This question has multiple answers, due to the flexibility of the 'reshape2' and 'plyr' packages. I will show one of the easiest examples to understand here:
library(reshape2)
library(plyr)
aqm <- melt(airquality, id=c("Month", "Day"), na.rm=TRUE)
aqm_ply <- ddply(aqm, .(Month, variable), summarize, min=min(value), max=max(value))
aqm_melt <- melt(aqm_ply, id=c("Month", "variable"), variable.name="variable2")
dcast(aqm_melt, Month ~ variable + variable2)
# Month Ozone_min Ozone_max Solar.R_min Solar.R_max Wind_min Wind_max Temp_min Temp_max
# 1 5 1 115 8 334 5.7 20.1 56 81
# 2 6 12 71 31 332 1.7 20.7 65 93
# 3 7 7 135 7 314 4.1 14.9 73 92
# 4 8 9 168 24 273 2.3 15.5 72 97
# 5 9 7 96 14 259 2.8 16.6 63 93
Step 1: Let's break it down into steps. First, let's leave the definition of 'aqm' alone and work from the melted data. This will make the example easier to understand.

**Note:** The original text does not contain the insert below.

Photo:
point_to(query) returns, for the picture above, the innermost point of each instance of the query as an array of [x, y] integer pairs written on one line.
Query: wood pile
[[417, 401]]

aqm <- melt(airquality, id=c("Month", "Day"), na.rm=TRUE)
# Month Day variable value
# 1 5 1 Ozone 41.0
# 2 5 2 Ozone 36.0
# 3 5 3 Ozone 12.0
# 4 5 4 Ozone 18.0
# ...
# 612 9 30 Temp 68.0
Step 2: Now, we want to replace the 'value' column with 'min' and 'max' columns. We can accomplish this with the 'ddply' function from the 'plyr' package. To do this, we use the 'ddply' function (data frame as input, data frame as output, hence "dd"-ply). We first specify the data.
ddply(aqm,
And then we specify the variables we want to use to group our data, 'Month' and 'variable'. We use the .

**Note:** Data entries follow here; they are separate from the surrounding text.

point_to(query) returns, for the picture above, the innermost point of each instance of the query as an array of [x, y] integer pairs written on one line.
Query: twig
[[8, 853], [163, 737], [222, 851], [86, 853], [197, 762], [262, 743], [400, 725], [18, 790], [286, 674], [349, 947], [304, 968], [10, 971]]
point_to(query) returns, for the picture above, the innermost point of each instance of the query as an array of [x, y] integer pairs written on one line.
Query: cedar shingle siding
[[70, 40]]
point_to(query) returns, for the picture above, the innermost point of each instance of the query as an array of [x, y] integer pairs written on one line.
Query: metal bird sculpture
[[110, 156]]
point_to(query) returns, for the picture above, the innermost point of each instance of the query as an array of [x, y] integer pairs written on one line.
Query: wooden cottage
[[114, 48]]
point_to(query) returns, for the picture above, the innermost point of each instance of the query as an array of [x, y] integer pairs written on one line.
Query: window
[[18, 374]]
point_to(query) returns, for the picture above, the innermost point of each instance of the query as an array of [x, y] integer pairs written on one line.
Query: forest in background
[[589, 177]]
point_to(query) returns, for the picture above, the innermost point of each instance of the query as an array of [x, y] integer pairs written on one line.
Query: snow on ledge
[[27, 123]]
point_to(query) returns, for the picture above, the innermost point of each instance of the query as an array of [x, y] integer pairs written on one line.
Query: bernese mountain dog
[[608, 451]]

function to refer to this variables directly, instead of referring to the values they contain.
ddply(aqm, .(Month, variable),
Now we need to choose an aggregating function. We choose the summarize
function here, because we have columns ('Day' and 'value') that we don't want to include in our final data. The summarize
function will strip away all of the original, non-grouping columns.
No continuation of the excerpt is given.